Grève générale en Bolivie

 

Par Jean-Philippe Divès

Jeudi 23 mai, la Bolivie en était à son 19e jour de grève générale. Le mouvement a commencé à l’initiative des syndicats de mineurs, soutenus par la COB (Centrale ouvrière bolivienne, confédération syndicale qui réunit deux millions de travailleurs). Leur principale exi-gence est que le montant des retraites soit porté à 100 % du dernier salaire, au lieu de 70 % actuellement. L’espérance de vie du mineur bolivien est particulièrement faible. Les militaires et les responsables de la police perçoivent déjà une pension de retraite à 100 %. Le 22 mai, les députés ont quant à eux augmenté leur salaire de 20 %.
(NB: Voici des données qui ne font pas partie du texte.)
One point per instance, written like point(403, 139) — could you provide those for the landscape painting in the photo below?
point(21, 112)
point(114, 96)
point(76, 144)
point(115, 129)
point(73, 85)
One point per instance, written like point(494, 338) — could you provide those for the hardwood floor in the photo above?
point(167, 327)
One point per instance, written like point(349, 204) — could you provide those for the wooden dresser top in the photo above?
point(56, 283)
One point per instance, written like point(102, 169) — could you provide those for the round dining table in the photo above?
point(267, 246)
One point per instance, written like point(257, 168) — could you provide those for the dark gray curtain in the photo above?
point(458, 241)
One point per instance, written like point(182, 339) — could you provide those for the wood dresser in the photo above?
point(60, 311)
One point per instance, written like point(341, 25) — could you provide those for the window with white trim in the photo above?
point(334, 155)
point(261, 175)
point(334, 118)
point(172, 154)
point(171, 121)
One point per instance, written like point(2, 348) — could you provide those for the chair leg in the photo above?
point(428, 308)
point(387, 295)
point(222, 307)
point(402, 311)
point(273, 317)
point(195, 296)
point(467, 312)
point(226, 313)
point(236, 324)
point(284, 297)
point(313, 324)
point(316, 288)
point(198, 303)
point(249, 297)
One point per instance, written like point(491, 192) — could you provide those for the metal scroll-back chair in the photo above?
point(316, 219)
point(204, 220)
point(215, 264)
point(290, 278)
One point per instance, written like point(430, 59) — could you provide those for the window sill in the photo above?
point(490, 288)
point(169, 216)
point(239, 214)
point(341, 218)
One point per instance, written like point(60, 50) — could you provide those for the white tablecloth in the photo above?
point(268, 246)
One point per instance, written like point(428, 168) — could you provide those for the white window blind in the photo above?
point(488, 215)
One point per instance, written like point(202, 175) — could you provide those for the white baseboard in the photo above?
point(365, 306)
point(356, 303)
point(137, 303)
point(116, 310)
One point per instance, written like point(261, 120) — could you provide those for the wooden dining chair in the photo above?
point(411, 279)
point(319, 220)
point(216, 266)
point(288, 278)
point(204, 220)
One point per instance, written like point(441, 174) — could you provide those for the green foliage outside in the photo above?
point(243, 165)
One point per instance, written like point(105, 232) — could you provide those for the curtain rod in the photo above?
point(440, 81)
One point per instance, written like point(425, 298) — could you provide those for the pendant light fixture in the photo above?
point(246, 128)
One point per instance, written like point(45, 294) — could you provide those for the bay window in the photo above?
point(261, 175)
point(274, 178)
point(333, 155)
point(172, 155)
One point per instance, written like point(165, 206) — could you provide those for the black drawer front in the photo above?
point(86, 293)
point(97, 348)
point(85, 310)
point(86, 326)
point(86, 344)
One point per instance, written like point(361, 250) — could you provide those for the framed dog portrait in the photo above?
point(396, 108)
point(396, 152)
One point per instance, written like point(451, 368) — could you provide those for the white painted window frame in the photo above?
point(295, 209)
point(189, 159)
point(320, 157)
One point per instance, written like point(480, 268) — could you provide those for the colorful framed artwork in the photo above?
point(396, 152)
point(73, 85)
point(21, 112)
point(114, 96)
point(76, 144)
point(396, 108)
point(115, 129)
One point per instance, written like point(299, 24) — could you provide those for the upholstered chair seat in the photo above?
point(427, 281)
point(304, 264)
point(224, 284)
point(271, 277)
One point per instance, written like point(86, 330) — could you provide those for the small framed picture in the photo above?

Les mineurs ont entraîné avec eux d’autres secteurs du salariat, les plus nombreux, organisés et combatifs : enseignants, personnels de santé et ouvriers de l’industrie. Les manifestations, blocages de routes, occupations, affrontements avec la police sont quotidiens. Plus de 500 grévistes ont été emprisonnés et on a relevé chez eux le premier mort. Les mineurs répliquent à la violence policière avec l’outil de travail qui est aussi leur arme historique : le bâton de dynamite.
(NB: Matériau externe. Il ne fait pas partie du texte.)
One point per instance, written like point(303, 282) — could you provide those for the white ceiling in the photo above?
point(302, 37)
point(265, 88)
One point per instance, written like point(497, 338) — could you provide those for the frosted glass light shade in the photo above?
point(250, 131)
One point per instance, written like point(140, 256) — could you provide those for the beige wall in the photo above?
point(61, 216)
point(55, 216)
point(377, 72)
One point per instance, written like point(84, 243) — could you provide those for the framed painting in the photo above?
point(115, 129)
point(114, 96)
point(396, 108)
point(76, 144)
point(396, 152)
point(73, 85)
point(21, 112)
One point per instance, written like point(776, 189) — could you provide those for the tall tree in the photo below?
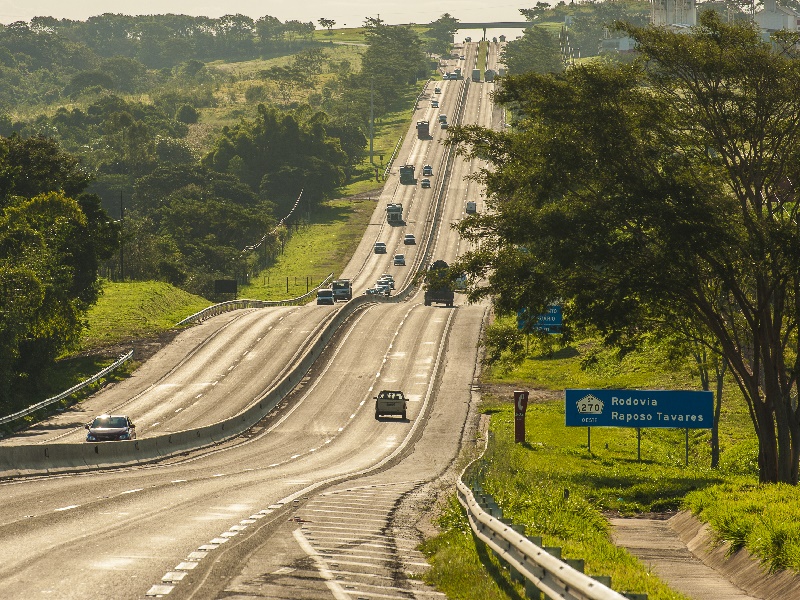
point(440, 34)
point(660, 186)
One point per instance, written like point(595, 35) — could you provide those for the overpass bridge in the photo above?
point(495, 25)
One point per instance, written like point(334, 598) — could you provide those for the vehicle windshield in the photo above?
point(109, 422)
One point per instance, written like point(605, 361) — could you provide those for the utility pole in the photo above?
point(121, 239)
point(371, 118)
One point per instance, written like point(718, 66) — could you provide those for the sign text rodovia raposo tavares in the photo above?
point(639, 408)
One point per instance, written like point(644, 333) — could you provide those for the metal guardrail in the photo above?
point(33, 408)
point(555, 578)
point(222, 307)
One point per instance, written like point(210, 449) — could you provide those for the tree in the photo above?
point(327, 24)
point(662, 186)
point(440, 33)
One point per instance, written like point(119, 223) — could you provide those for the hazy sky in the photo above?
point(344, 12)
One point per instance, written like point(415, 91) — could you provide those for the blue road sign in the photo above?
point(550, 322)
point(639, 408)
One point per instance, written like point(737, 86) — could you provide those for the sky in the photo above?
point(345, 12)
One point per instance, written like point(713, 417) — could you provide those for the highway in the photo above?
point(321, 499)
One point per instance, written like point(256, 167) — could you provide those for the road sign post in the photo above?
point(520, 406)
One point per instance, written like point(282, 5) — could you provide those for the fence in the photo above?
point(541, 568)
point(33, 408)
point(218, 309)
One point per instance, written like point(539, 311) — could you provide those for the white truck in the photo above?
point(390, 402)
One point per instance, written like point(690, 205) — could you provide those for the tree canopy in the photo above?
point(659, 190)
point(52, 239)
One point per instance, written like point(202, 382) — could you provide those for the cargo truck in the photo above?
point(438, 287)
point(394, 213)
point(342, 289)
point(390, 402)
point(423, 130)
point(407, 174)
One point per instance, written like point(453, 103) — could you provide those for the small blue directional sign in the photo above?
point(549, 322)
point(639, 408)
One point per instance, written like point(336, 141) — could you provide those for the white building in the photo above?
point(674, 13)
point(772, 18)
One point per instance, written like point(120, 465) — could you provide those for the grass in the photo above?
point(135, 310)
point(314, 251)
point(529, 480)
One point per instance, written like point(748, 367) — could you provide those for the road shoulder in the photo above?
point(682, 552)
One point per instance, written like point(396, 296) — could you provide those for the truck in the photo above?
point(342, 289)
point(390, 402)
point(407, 174)
point(438, 287)
point(394, 213)
point(325, 296)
Non seulement le gouvernement d’Evo Mo-rales refuse toujours d’accéder aux revendications – ce qui impliquerait de sa part d’augmenter les cotisations patronales –, mais il s’est livré à une attaque vicieuse contre les grévistes. Le 16 mai, Morales déclarait ainsi que « certains dirigeants de la COB frappent aux portes de l’état-major [des armées] en vue de fomenter un coup d’Etat ; ils réclament maintenant à cor et à cris que la police se mutine pour qu’il y ait un coup d’Etat ; ce n’est plus une revendication, c’est une action politique ; c’est pourquoi j’appelle tous les camarades à défendre d’abord la démocratie et à défendre ce processus de changement. » Et d’appeler ses partisans, en particulier les organisations paysannes qui le soutiennent encore, à descendre à leur tour dans la rue, contre la COB et les travailleurs en lutte.
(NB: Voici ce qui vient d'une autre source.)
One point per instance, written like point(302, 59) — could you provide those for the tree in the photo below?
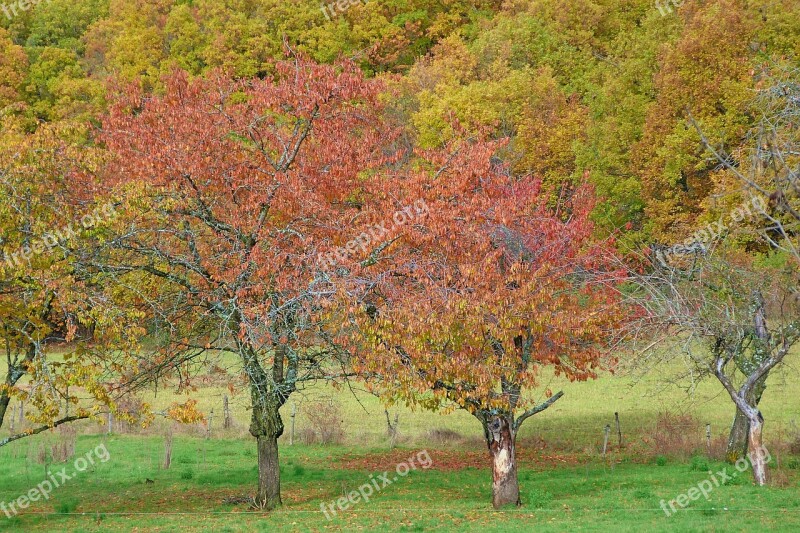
point(234, 189)
point(484, 288)
point(64, 338)
point(771, 148)
point(735, 320)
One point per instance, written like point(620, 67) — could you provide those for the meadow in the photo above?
point(566, 481)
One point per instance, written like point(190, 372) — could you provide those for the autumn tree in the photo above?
point(234, 189)
point(469, 302)
point(732, 319)
point(64, 338)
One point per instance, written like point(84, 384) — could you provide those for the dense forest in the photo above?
point(442, 201)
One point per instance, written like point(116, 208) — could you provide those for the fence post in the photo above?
point(294, 415)
point(226, 413)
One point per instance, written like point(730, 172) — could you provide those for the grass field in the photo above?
point(566, 483)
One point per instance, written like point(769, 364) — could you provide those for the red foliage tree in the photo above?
point(494, 280)
point(234, 189)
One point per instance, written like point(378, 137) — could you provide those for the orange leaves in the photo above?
point(492, 284)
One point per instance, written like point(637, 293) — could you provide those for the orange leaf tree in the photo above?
point(234, 189)
point(498, 280)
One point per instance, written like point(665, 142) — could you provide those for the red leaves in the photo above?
point(493, 283)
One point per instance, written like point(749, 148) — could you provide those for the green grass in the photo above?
point(592, 496)
point(566, 484)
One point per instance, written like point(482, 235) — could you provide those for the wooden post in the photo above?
point(226, 413)
point(294, 415)
point(392, 428)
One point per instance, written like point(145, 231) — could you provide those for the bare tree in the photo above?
point(732, 321)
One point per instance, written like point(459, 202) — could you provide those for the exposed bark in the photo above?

Il y aura un avant et un après cette grève. Dès à présent, deux grands enseignements peuvent en être tirés.

Le premier est que la classe ouvrière bolivienne est de retour. Les grandes mobilisations populaires et les mouvements semi-insurrectionnels du début des années 2000, dont le débouché institutionnel fut l’élection de Morales à la présidence, étaient fondamentalement le fait des paysans (dont les cocaleros, producteurs de feuilles de coca) et de secteurs urbains marginalisés. Le mouvement ouvrier, avec toujours à son avant-garde les mineurs, reprend aujourd’hui le fil d’une geste révolutionnaire qui est incomparable dans l’histoire des luttes du sous-continent.

Le second est que le projet de ce « capitalisme andin », plus ou moins indépendant de l’impérialisme et plus ou moins démarqué du néolibéralisme, théorisé par le vice-président Garcia Linera, rencontre désormais ses limites. Plus généralement, si l’on considère aussi la crise du régime chaviste consécutive à la mort de son fondateur, ou le discrédit croissant qui frappe le régime Kirchner en Argentine, la question est posée de savoir si l’on n’est pas en train d’assister au début de la fin du « progressisme » latino-américain.

Si c’était le cas, les responsabilités du mouvement ouvrier n’en seraient que plus écrasantes. Sa capacité ou non à offrir une alternative, en regroupant autour de lui tous les secteurs exploités et opprimés, sera décisive. De ce point de vue, il convient de suivre de près – et naturellement de soutenir – le processus que la COB vient d’engager vers la formation d’un Parti des travailleurs.